Why does adding more partitions when writing to the Iceberg table cause GC Out of memory?

When writing, if I partition by 1 column, it works fine. It’s even smoother if I don’t partition by anything.

(df_pos_sapo_order_orders.writeTo("pos_sapo_order.orders") 
    .partitionedBy(
         f.days("ModifiedOn")          # Partition by day of ModifiedOn
    #     f.days("CreatedOn")          # Partition by day of CreatedOn
    #     f.bucket(20, "TenantId"),      # Hash partition by tenantid
     #    f.bucket(100, "Id")             # Hash partition by id
    )
    .createOrReplace()
)

But as soon as I added more partition columns, for example, only adding days(CreatedOn), I instantly got an out-of-memory error (executor dies,…).

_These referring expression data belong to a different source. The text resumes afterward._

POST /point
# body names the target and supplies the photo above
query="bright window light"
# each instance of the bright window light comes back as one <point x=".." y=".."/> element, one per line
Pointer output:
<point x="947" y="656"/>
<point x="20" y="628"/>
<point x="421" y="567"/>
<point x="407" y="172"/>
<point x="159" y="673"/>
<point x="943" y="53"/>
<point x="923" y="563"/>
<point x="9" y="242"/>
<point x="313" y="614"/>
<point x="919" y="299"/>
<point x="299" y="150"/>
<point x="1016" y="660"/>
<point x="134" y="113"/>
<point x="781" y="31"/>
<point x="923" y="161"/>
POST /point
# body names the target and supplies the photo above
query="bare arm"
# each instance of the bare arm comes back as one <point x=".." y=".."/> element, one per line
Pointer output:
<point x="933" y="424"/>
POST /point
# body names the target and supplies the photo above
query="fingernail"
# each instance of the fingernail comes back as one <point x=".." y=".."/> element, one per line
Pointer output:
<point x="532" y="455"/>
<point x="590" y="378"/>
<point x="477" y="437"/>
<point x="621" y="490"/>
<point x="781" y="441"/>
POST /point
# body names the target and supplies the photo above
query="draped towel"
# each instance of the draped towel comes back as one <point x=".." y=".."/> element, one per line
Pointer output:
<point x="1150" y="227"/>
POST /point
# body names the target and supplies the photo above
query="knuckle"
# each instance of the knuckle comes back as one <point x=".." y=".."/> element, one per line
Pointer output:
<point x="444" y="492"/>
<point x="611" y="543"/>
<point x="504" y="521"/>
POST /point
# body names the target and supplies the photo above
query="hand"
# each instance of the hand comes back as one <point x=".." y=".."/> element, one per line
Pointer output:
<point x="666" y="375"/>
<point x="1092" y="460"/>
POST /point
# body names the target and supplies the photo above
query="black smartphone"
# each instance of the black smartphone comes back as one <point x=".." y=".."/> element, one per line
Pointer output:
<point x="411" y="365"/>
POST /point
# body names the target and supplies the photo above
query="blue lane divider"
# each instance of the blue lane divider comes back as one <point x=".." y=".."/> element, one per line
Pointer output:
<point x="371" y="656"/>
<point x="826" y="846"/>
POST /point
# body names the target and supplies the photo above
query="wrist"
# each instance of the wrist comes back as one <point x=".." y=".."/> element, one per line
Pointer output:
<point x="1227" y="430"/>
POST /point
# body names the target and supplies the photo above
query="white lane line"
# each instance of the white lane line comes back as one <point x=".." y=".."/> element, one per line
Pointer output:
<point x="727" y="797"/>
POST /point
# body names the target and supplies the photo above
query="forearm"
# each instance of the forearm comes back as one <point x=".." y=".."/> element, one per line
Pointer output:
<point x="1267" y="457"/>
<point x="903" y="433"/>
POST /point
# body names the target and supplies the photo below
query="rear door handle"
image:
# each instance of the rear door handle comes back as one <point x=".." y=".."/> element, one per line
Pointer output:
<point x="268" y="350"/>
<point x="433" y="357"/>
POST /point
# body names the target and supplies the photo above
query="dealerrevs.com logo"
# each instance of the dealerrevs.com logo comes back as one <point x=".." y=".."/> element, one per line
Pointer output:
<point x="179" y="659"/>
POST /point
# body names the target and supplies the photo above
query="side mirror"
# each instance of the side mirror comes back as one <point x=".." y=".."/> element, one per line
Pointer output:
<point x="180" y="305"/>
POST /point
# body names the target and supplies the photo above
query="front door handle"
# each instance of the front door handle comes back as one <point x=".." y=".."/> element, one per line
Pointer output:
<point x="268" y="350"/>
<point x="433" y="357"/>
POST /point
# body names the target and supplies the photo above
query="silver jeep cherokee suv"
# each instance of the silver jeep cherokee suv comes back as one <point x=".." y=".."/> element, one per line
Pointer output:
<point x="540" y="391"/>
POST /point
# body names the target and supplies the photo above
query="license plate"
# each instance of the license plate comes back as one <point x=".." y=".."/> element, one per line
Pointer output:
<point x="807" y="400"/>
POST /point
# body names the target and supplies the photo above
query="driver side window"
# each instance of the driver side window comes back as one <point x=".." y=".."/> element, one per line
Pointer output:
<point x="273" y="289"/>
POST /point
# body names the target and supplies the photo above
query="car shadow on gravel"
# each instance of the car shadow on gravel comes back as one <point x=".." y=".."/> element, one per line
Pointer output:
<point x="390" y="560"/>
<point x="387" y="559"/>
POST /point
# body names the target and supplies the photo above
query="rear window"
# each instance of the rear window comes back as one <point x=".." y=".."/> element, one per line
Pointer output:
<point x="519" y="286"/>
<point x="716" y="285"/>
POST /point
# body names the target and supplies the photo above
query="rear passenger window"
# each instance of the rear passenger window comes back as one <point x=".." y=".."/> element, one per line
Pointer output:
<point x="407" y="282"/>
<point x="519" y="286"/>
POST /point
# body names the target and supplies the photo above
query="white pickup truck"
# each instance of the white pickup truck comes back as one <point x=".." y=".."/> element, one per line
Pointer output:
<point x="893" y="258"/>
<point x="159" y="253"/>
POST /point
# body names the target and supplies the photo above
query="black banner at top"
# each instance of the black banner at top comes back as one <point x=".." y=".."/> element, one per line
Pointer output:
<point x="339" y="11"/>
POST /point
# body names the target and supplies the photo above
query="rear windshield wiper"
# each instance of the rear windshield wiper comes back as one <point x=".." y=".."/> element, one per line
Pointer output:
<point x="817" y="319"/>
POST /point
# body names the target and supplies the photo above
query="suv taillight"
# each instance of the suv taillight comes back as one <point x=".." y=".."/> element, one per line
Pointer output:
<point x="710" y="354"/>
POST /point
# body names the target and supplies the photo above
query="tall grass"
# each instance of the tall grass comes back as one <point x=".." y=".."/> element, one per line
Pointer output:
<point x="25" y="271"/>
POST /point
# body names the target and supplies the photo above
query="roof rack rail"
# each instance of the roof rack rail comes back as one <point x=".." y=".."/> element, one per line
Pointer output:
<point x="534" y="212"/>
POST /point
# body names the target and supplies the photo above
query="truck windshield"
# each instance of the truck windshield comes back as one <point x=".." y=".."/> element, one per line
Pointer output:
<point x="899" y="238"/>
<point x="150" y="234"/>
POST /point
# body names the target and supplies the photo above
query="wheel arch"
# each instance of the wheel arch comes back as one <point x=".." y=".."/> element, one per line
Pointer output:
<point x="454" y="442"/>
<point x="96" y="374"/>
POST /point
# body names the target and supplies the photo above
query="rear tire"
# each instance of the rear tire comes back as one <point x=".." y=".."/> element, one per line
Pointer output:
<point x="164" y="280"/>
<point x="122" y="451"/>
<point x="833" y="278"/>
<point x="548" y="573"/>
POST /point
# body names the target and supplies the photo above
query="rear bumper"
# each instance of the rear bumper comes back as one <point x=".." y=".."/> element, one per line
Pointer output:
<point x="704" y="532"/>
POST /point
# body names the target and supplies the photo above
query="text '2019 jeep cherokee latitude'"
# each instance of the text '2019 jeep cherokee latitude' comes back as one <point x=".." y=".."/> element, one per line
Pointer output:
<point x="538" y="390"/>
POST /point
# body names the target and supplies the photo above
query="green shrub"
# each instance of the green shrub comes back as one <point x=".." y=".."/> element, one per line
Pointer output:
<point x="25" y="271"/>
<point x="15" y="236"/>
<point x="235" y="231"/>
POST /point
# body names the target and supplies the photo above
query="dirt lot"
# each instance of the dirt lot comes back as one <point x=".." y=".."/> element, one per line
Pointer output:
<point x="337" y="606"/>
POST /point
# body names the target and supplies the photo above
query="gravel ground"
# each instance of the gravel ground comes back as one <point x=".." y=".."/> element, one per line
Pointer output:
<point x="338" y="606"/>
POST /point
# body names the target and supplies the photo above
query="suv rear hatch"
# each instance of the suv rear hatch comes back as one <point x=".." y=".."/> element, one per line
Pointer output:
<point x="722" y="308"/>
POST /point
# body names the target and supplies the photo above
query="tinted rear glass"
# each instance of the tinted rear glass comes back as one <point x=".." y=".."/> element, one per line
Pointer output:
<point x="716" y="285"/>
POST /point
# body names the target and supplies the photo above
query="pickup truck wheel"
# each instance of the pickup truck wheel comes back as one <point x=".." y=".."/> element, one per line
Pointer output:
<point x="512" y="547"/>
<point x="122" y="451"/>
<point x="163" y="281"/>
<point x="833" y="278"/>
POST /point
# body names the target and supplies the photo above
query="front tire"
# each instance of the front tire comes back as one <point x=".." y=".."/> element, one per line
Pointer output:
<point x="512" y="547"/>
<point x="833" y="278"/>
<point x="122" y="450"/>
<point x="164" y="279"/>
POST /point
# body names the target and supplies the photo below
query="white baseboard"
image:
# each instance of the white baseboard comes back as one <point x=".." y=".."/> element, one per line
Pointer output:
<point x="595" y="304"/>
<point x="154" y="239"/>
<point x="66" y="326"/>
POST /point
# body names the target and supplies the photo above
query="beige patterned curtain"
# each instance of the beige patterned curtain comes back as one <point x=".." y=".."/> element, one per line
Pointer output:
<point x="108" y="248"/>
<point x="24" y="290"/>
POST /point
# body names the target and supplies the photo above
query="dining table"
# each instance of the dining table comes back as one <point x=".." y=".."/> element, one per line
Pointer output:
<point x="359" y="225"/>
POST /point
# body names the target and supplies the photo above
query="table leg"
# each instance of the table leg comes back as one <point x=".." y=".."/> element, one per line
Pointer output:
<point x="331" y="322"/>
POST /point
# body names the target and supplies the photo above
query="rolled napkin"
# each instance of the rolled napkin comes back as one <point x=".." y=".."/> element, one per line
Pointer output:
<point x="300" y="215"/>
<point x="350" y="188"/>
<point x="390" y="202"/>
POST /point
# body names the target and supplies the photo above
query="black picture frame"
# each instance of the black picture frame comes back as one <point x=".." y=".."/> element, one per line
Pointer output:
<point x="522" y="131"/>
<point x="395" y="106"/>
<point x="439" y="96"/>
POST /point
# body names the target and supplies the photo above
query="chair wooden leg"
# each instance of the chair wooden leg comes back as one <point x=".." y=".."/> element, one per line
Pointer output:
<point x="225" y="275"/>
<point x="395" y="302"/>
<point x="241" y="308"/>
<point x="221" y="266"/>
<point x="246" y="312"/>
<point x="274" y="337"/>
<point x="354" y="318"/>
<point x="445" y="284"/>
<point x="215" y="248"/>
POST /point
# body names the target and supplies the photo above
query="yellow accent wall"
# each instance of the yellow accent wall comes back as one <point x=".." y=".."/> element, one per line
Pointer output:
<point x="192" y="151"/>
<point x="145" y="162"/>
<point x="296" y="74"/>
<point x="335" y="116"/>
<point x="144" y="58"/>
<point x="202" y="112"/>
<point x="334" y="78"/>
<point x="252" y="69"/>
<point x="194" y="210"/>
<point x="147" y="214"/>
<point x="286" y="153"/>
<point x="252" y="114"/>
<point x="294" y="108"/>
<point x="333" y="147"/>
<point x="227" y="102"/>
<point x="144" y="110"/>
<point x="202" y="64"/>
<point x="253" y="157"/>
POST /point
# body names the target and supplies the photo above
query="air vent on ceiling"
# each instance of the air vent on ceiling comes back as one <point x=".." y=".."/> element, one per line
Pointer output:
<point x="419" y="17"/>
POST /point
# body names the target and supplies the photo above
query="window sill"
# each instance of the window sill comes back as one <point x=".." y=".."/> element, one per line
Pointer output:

(df_pos_sapo_order_orders.writeTo("pos_sapo_order.orders") 
    .partitionedBy(
         f.days("ModifiedOn"),          # Partition by day of ModifiedOn
         f.days("CreatedOn")          # Partition by day of CreatedOn
    #     f.bucket(20, "TenantId"),      # Hash partition by tenantid
     #    f.bucket(100, "Id")             # Hash partition by id
    )
    .createOrReplace()
)

And of course, the same thing happens if I add more partition columns like bucket(…).
But the funny thing is, if I alter the table to add a partition later, it works fine. Still have a problem when writing additional data into the table after re-partitioning

spark.sql("ALTER TABLE pos_sapo_order.orders ADD PARTITION FIELD day(ModifiedOn)")
spark.sql("ALTER TABLE pos_sapo_order.orders ADD PARTITION FIELD day(CreatedOn)")
spark.sql("ALTER TABLE pos_sapo_order.orders ADD PARTITION FIELD bucket(100, TenantId)")

Why? I have already increased executor memory to nearly the maximum capacity of our cluster. Also, caching before writing prevents any overhead workload.
Is there any tip trick here? Why does adding partitions cause so much trouble when writing to the Icerberg table?